I had an interesting experience this week. It all began when I read a post on the New York Times Caucus blog that reported that more than six million questions had been submitted online for Tuesday night's presidential "town hall" in Nashville. Hmm, I said to myself, that sounds fishy. I knew enough to know that MyDebates.org was the official online partner of the Commission on Presidential Debates (CPD) and that the public's ability to send in questions for the debate through MyDebates had barely been publicized. So the idea that six million questions had somehow been submitted rang false. But that New York Times post had no external links and no named sources for that nugget of information.
So I did some digging, and it turned out that indeed the number was bunk. The six million was a casual reference at a social lunch event in Nashville that mistakenly ended up in in a Gray Lady blog post. Frank Fahrenkopf, the co-chair of the CPD, told me that he had been the source for that six million figure, saying that he picked it up from Mark Whitaker, the NBC News Washington bureau chief (who replaced Tim Russert after Russert's death). Whitaker in turn told me that the six million actually referred to every bit of communication the network got in reference to Tuesday night's debate -- not by any means, the number of actual questions that came in online, which actually turned out to number just over 25,000, about 1/240th of what was reported. Whitaker called the figure "misinterpreted and misused."

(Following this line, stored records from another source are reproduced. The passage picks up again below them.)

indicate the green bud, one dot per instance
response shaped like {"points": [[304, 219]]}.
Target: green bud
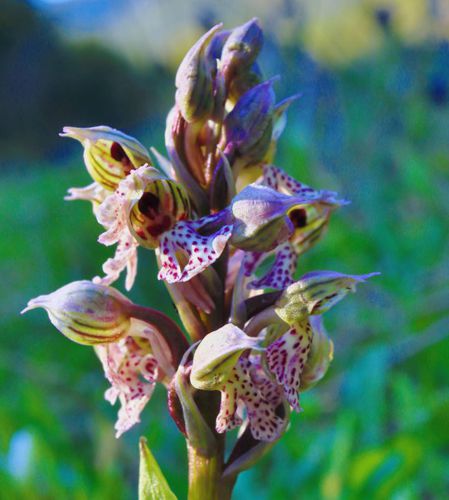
{"points": [[320, 356], [194, 80], [241, 48], [243, 81], [217, 355], [86, 313]]}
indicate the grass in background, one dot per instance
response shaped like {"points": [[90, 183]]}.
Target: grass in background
{"points": [[377, 425]]}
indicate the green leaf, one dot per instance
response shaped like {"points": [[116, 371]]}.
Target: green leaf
{"points": [[152, 483]]}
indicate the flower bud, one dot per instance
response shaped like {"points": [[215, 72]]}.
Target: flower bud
{"points": [[241, 48], [156, 204], [316, 293], [217, 354], [243, 81], [262, 218], [86, 313], [109, 154], [320, 356], [194, 80], [248, 127], [216, 44]]}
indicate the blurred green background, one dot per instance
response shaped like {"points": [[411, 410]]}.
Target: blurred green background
{"points": [[372, 124]]}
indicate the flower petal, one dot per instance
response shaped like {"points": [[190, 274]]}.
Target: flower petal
{"points": [[281, 273], [277, 179], [184, 253], [132, 371], [243, 389], [95, 193], [125, 257], [286, 358]]}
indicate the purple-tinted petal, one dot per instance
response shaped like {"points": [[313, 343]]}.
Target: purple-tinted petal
{"points": [[184, 252], [281, 273], [132, 372], [277, 179], [249, 390], [125, 257], [286, 358]]}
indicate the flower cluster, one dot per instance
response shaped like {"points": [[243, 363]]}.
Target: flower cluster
{"points": [[227, 226]]}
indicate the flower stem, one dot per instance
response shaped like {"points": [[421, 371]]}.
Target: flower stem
{"points": [[204, 475]]}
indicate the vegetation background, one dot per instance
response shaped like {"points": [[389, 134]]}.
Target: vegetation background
{"points": [[372, 124]]}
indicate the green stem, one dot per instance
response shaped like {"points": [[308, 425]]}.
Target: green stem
{"points": [[205, 476]]}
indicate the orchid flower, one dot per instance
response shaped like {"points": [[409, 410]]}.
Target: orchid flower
{"points": [[213, 212], [310, 221], [134, 352], [257, 373]]}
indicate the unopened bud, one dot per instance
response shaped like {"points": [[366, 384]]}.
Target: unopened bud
{"points": [[194, 80], [243, 81], [249, 125], [217, 354], [109, 155], [86, 313], [241, 48]]}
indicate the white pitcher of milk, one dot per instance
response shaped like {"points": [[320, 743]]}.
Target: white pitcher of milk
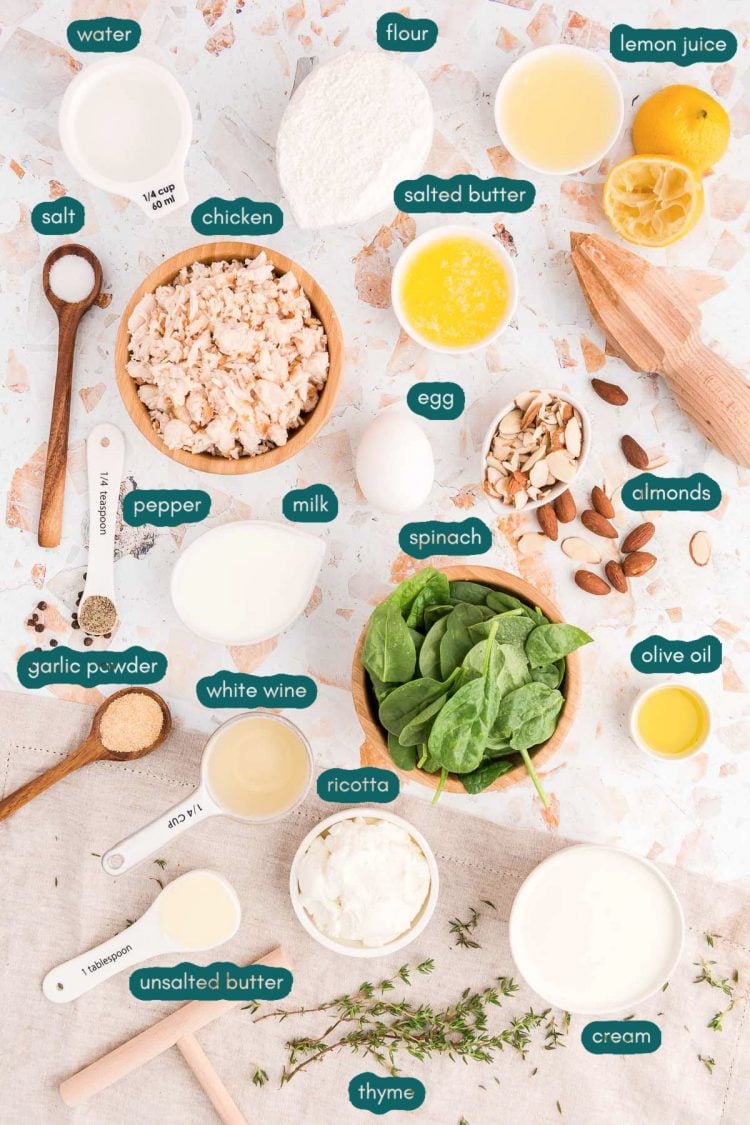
{"points": [[125, 125]]}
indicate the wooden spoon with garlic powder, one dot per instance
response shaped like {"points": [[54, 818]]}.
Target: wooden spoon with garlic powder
{"points": [[653, 326], [128, 725]]}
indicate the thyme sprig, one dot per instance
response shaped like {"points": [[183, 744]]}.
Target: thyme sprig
{"points": [[370, 1022]]}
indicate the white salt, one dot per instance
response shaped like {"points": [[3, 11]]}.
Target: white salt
{"points": [[71, 278]]}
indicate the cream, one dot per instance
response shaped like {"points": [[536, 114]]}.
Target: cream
{"points": [[364, 881], [244, 582], [595, 929]]}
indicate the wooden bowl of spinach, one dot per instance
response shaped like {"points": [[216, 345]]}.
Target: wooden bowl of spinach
{"points": [[467, 680]]}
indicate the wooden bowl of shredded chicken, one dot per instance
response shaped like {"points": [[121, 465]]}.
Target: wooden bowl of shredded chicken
{"points": [[229, 358]]}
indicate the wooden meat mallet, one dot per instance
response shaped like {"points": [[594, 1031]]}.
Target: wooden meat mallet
{"points": [[653, 325], [177, 1029]]}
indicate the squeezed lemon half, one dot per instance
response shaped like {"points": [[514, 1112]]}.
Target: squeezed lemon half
{"points": [[652, 200]]}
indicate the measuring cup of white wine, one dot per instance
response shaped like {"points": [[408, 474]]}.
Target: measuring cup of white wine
{"points": [[255, 767], [125, 125], [193, 912]]}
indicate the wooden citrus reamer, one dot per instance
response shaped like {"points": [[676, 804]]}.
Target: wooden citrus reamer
{"points": [[653, 325], [177, 1029]]}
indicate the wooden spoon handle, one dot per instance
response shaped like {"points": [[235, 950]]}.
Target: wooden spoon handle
{"points": [[90, 750], [215, 1089], [714, 395], [53, 493]]}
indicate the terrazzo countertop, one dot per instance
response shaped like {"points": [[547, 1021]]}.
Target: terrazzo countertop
{"points": [[236, 63]]}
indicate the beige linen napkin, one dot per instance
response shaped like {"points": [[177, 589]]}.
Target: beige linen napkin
{"points": [[57, 901]]}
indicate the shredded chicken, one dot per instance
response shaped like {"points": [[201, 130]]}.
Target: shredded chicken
{"points": [[228, 358]]}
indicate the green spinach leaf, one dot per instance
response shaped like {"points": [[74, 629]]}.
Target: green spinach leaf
{"points": [[389, 653], [550, 642], [405, 757]]}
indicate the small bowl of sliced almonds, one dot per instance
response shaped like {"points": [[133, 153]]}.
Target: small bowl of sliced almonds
{"points": [[533, 451]]}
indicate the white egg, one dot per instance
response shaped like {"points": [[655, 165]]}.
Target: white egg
{"points": [[395, 467]]}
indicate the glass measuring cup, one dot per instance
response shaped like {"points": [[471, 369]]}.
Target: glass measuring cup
{"points": [[125, 125], [195, 912], [214, 797]]}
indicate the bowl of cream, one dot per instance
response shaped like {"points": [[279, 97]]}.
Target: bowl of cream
{"points": [[363, 882], [596, 929]]}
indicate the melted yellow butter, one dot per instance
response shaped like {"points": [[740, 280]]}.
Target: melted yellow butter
{"points": [[454, 291], [672, 721]]}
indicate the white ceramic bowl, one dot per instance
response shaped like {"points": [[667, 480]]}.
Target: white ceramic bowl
{"points": [[532, 57], [559, 993], [644, 746], [557, 489], [362, 951], [433, 235]]}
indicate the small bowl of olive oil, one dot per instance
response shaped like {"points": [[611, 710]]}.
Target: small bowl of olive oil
{"points": [[670, 721]]}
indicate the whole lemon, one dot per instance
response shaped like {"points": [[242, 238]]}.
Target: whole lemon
{"points": [[685, 123]]}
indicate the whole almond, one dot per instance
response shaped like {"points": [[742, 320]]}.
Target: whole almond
{"points": [[565, 507], [701, 548], [581, 550], [639, 537], [610, 392], [602, 503], [638, 564], [597, 524], [634, 453], [616, 576], [548, 521], [592, 583]]}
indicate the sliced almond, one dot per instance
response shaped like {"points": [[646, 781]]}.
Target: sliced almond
{"points": [[561, 467], [574, 437], [511, 423], [701, 548], [532, 542], [580, 550]]}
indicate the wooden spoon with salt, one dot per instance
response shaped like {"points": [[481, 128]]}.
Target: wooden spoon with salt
{"points": [[654, 326], [91, 749]]}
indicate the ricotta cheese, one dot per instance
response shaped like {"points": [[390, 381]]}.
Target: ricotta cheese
{"points": [[363, 882], [352, 131]]}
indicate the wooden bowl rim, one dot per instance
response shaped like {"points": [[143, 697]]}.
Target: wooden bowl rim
{"points": [[570, 689], [209, 462]]}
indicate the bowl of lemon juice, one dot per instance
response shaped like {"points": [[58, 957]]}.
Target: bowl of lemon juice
{"points": [[559, 109]]}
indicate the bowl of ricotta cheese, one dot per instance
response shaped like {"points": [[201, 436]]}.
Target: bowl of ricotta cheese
{"points": [[363, 882]]}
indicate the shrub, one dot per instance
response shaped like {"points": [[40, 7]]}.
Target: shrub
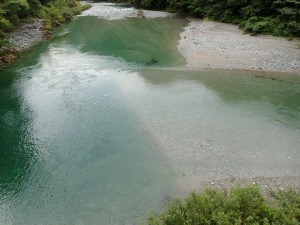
{"points": [[239, 206]]}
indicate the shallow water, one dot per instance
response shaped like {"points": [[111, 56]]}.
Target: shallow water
{"points": [[92, 133]]}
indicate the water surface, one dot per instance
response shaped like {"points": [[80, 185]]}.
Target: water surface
{"points": [[92, 133]]}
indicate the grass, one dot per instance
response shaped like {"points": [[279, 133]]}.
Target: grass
{"points": [[239, 206]]}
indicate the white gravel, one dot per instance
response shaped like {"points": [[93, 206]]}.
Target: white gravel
{"points": [[207, 44]]}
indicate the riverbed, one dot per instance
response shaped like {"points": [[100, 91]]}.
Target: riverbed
{"points": [[103, 124]]}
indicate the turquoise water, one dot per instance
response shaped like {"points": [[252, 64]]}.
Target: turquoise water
{"points": [[92, 133]]}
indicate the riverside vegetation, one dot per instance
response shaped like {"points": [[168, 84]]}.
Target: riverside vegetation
{"points": [[241, 206], [51, 12], [275, 17]]}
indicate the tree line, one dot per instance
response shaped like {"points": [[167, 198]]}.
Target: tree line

I posted on the "six million questions question" on techPresident on Wednesday afternoon, and then updated it on Thursday and Friday as I learned more. (In retrospect, it would have been good practice for me to date and timestamp those updates.) The New York Times ended up posting a "clarification."
Meanwhile, though, this bogus nugget of information was busy spreading across the world. Many publications cited "six million questions were asked online" as fact, all, it seems, because it was in a New York Times blog post. The imprimatur of the Times goes a long way, and there's the presumption that if it runs under the Times' masthead, it's true. In the pieces that picked up the six million reference, often no source was given and rarely was it linked to the original source. That wildly incorrect figure ended up being quoted everywhere from the LA Times to the Boston Globe to Australia's the Age to Grist to the Winnipeg Free Press, just to pick on just a few news outlets. Some places have since corrected it. Many others haven't.
Bloggers, of course, link stuff. It's what we do, and it's looking like an awfully good practice right now. Every reporter and writer gets things wrong, of course, but linking to sources can help minimize the damage. With no links back to the original source in those derivative pieces, the Times' "clarification" didn't help even the most careful reader all that much.
For more on the six million question questions, the Columbia Journalism Review's Megan McGinley and Armin Rosen covered the story on Friday afternoon.
UPDATE: The New York Times' Brian Stelter suggests that linking is going mainstream, writing that "[e]mbracing the hyperlink ethos of the Web to a degree not seen before, news organizations are becoming more comfortable linking to competitors." What Brian describes are mostly content-sharing arrangement and aggregator projects, but they're nonetheless a step forward. "For bloggers," he writes, "linking to original reporting, primary sources and discussions about stories is a form of etiquette, assigning credit to others who have written about a topic." Indeed.